Local Heroes

Pork, politicos and Pilsner for the pecunious.

U Hrocha
Thunovská 10, P1

Malostranská Pivnice
Cihelna 3, P1

Dig if you will the picture: You ankle into a bar on a weekday afternoon in Washington, D.C. only to see a gaggle of U.S. senators getting so blind drunk they can hardly sit straight. Believe it or not, this scene is repeated with startling regularity, except that the city is Prague and the senators are Czech.

Where do the nation’s lawmakers go when jonesing for a tipple? To U Hrocha, a small and smoky drinkery that is perhaps the best-hidden — and by far the grungiest — pub in Malá Strana.

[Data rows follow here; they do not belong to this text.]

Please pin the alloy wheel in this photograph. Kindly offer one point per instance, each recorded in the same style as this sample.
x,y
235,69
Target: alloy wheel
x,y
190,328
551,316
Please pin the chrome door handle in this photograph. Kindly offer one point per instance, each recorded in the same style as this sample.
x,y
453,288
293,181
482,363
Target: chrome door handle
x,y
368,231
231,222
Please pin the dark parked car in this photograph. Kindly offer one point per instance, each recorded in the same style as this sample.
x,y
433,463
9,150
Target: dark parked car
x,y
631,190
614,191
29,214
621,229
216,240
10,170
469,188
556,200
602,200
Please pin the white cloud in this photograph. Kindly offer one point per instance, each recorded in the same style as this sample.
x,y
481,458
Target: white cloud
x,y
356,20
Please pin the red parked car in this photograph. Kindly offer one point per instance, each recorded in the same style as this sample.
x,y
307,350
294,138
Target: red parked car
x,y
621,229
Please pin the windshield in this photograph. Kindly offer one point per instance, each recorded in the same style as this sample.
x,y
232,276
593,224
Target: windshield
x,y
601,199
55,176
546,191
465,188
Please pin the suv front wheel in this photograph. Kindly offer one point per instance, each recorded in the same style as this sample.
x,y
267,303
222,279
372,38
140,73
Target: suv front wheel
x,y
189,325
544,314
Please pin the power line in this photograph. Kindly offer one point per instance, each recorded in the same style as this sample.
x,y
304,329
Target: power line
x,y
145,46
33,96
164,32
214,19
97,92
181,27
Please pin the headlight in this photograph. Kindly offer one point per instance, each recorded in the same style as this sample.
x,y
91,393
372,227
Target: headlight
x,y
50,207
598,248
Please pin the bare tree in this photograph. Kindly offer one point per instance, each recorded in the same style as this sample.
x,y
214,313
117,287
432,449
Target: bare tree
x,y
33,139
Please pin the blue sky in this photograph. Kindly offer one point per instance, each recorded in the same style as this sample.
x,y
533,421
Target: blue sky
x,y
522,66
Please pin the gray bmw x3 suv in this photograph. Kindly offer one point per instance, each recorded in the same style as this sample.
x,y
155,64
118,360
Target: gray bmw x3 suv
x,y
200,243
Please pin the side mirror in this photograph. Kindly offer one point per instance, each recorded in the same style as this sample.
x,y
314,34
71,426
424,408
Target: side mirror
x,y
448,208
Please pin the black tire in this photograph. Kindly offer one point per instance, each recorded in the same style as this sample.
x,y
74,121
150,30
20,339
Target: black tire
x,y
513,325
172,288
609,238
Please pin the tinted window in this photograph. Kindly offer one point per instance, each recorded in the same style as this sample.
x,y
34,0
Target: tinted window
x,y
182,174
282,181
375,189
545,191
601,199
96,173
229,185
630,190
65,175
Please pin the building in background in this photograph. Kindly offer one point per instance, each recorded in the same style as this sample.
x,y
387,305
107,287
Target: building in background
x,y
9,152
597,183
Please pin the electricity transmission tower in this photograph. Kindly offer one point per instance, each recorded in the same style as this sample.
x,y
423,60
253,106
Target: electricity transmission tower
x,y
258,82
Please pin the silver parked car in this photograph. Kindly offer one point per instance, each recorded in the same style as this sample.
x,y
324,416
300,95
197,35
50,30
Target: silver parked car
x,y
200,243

Situated on a diminutive back street between the Senate and the British Embassy, it is also one of the frightfully few pubs that Malá Strana residents can call their own. U Hrocha (At the Hippopotamus) is all business: just four wooden tables, precious little on the walls and a chain-smoking “beertender” pouring 24 Kč Pilsner Urquells. A smaller two-table annex situated across the hall is an even less desirable place to sit, and the bare-bones menu featuring utopenci and stinky cheese is strictly meant as beer ballast. Sure, Žižkov is full of places like this hole-in-the-wall, but here on the Upper West Side, it’s a unique gem.

Although U Hrocha is secreted from the prying eyes of unsuspecting tourists, the brave few who do venture in usually turn swiftly on their heels as soon as they shoulder through the door. But you, friend, shouldn’t be so shy. Ignore the “reserved” signs on each table and snuggle on to a bench beside a genuine back-bencher who, repeated experience proves, will be all too happy to talk about the merits of Czech politicians, women and beer, though not necessarily in that order.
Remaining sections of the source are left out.